J’ai grandi dans les coulisses du théâtre, car ma mère était comédienne. J’ai voulu suivre ses traces et intégrer la même école d’arts dramatiques qu’elle, à Moscou. Mais en raison de problèmes de vue, j’ai été jugée inapte… À l’époque, dans l’espace postsoviétique, il n’existait pas de lentilles de contact pour corriger ce défaut. Par dépit, je me suis lancée dans des études de droit, mais le destin m’a finalement ramenée sur scène peu après. J’avais 16 ans lorsque le français est entré dans ma vie, par le biais de la chanteuse Patricia Kaas. Je l’ai vue interpréter Mademoiselle chante le blues à la télévision, sur un minuscule écran en noir et blanc. Cette fusion entre la musique et la langue m’a bouleversée. Une semaine plus tard, j’assistais à mon premier cours de français, déterminée à apprendre cette langue.
Depuis, elle fait partie de moi. En 1993, le premier bar karaoké de Riga a ouvert et j’ai commencé à y chanter le soir. J’ai rencontré des musiciens de jazz qui m’ont proposé de travailler avec eux. C’est ainsi qu’a débuté ma carrière musicale. J’avais 20 ans. J’ai ensuite participé à des concours en Lettonie et à l’étranger, puis j’ai eu la chance de rencontrer le compositeur Raimonds Pauls, célèbre dans l’espace postsoviétique et en Asie. Ma collaboration avec lui a constitué un tournant. J’ai également joué au
théâtre, en letton comme en russe. Et en 2002, j’ai remporté le concours Eurovision de la chanson,
un moment clé de ma carrière, qui m’a ouvert beaucoup de portes. J’ai créé ma société de production en 2000 et je continue depuis à évoluer dans le monde du spectacle. Mais ma vie a connu une parenthèse importante : pendant neuf ans, ma famille et moi avons
vécu entre la France et la Lettonie. Mon fils est né à cette période, durant laquelle j’ai volontairement ralenti mon activité. À Paris, j’ai repris des études de théâtre et de jazz. Ce furent des années précieuses et riches. La langue française est une porte ouverte sur une culture magnifique, pleine de poésie et de musique, dont je suis toujours éperdument amoureuse. Parler français, c’est avoir la possibilité de l’interpréter, d’en comprendre les subtilités. La langue française me relie aussi à tous mes amis français, à ces musiciens extraordinaires avec qui j’ai la chance de travailler depuis de nombreuses années.
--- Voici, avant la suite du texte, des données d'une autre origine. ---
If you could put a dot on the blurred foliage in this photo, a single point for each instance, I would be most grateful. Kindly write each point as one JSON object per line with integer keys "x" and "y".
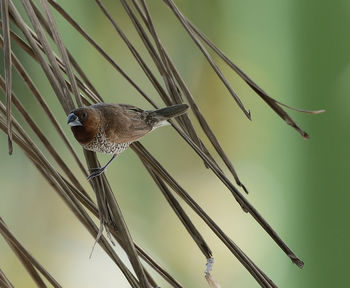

Et puis il y a ma famille, qui vit en France – ma fille s’y est même mariée. Alors je chéris ce lien spécial et le prolonge ici, en Lettonie : je fais régulièrement de petites tournées avec un programme français. Nous recevons régulièrement des musiciens venus de Paris, j’aime la légèreté de leur musique, associée à l’incroyable beauté et à la mélodie de la langue française. Depuis des années, je travaille aussi avec mon ami Sébastien Giniaux, un violoncelliste extraordinaire et l’un des meilleurs guitaristes de jazz manouche. En 2016, nous avons enregistré à Paris un album construit sur des poèmes lettons. Nous réfléchissons aujourd’hui à un nouveau projet, avec de nouveaux textes, peut-être en partie en français… J’aime profondément ce mélange : musique lettone avec des mots français, ou musique française avec des textes lettons. Le public y est très sensible, tout comme moi. J’ai l’impression de me reconnaître dans ce dialogue entre deux cultures.